We agree that a garden tool is very important. But that doesn’t mean that we have to believe all those adverts that we must get this and that What most manufacturers wouldn’t tell you is that most tasks can be done with a few well-selected garden tools. This is the truth –
You don’t have to buy all that you see in the shop and good quality tools don’t always mean expensive.
There are good quality tools available at many outlets at low prices. And these tools could last a lifetime if carefully selected and properly cared for.
One easy way out is to buy garden tool kits. These kits are selected and packaged for various garden chores and are good to own especially since they are cheaper in the long run than single items.
A big problem faced by many gardeners is not knowing how to properly care for their garden tools. This shouldn’t be a problem because proper care starts with doing those little things like cleaning, drying, and proper storage. When you care for your them properly, they last longer and are safer to use.
Speaking of safety, this is one aspect of gardening that hasn’t been given so much attention. In the various sections that deal with the various tools in our garden tools guide, we will discuss some safety tips.
But on a general note, safety in the garden starts with giving your full attention to what you do when you work in the garden, especially when handling potentially dangerous ones. In addition, wearing safety gear like boots and gloves and also proper care and maintenance of your tools would add to your safety.
Finally, when you have decided on the tools you need to get, you should research to find out how to select those that are best suited for you.
A Few Tips On Tool Selection
1. As often as possible, try to handle the tools and make sure you’re comfortable with them before you buy them. If you must buy online, then read the return policy of the merchant to make sure that you can return the tool if you are not satisfied with it.
2. Try and get tools with long handles. This will prevent you from prolonged bending and prevent backaches.
3. Get tools with metal parts made of rust-proof metal.
The Wheelbarrow And The Garden
Wheelbarrows come in different colors, shapes, and sizes. But all wheelbarrows have the same basic features.
- A basin/cavity that holds the material to be hauled,
- Two handles for pushing or pulling,
- A tire, usually located in the front
- Two stands at the back form a tripod with the tire in front. The three are responsible for making it able to stand when not in motion.
Uses In The Garden
It is a garden tool used for carrying.
Its main use is in moving heaps of sand or other heavy or large volumes of solid or semi-solid material within and outside the garden.
It can also be used to carry harvested tubers and roots like carrots and potatoes.
It can hold plants that are being transplanted.
In order to get the best out of this good tool and prevent accidents, follow the following tips. (And of course, you must have also discovered yourself from your experience).
- Don’t overload it. Carry only that which the basin can safely carry. Avoid heaps!
- Don’t carry more than you can possibly carry comfortably. The basin doesn’t have to be full. It’s better to make frequent small trips than make one big trip and be sorry you did.
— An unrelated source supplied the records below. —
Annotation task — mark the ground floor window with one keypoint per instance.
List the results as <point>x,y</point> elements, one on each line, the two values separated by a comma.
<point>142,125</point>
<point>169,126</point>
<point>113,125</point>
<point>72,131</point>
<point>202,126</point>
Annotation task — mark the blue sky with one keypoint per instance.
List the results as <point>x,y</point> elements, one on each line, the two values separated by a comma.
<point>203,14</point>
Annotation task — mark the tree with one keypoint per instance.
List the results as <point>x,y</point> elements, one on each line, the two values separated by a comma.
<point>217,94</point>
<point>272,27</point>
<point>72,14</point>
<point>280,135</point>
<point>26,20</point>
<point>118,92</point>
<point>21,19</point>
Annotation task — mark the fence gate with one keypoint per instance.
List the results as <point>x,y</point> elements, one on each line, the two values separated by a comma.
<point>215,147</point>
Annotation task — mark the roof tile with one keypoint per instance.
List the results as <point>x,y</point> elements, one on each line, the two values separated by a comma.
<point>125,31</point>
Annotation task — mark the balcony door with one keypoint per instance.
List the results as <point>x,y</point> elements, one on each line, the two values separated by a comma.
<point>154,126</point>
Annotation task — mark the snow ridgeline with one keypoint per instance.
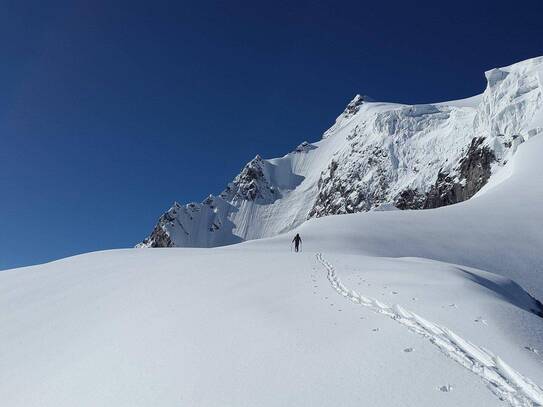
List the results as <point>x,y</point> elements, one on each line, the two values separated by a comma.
<point>376,155</point>
<point>506,383</point>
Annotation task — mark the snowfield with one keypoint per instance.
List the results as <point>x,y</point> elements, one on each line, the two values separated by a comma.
<point>349,321</point>
<point>381,308</point>
<point>375,155</point>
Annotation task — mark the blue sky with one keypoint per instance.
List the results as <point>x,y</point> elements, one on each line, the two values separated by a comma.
<point>111,110</point>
- Try to use it on hard or firm ground. Using it in the muddy or swampy ground makes you prone to accidents as it moves much slower and in an unpredictable manner and also requires more force.
- For long haulage tasks, use garden hand gloves to protect your hands. Gloves made from cloth are best suited for this.
Taking Care Of Your Wheelbarrow
- Wash or clean after use.
- Dismantle collapsible ones after use.
- Lubricate wheelbarrow wheels often.
- Check the condition of the tires before each use.
Selecting A Wheelbarrow
Some are collapsible while some are not. The collapsible ones are lighter, easier to store, and preferable for carrying lightweight material, but the non-collapsible ones are usually heavier, stronger, and can bear heavier burdens, but they require more storage space.
The wheelbarrow wheels can be “pneumatic”(inflatable) or “non-pneumatic”(not inflatable and usually of solid consistency). Non-pneumatic tires work well with lighter loads while pneumatic tires bear heavier loads.
Select tires with good threadings to ensure a good grip on the ground.
If you get a metallic one, get one made from rust-proof metal.
Handles with rubber sleeves help to cushion the friction between your hands and the handles.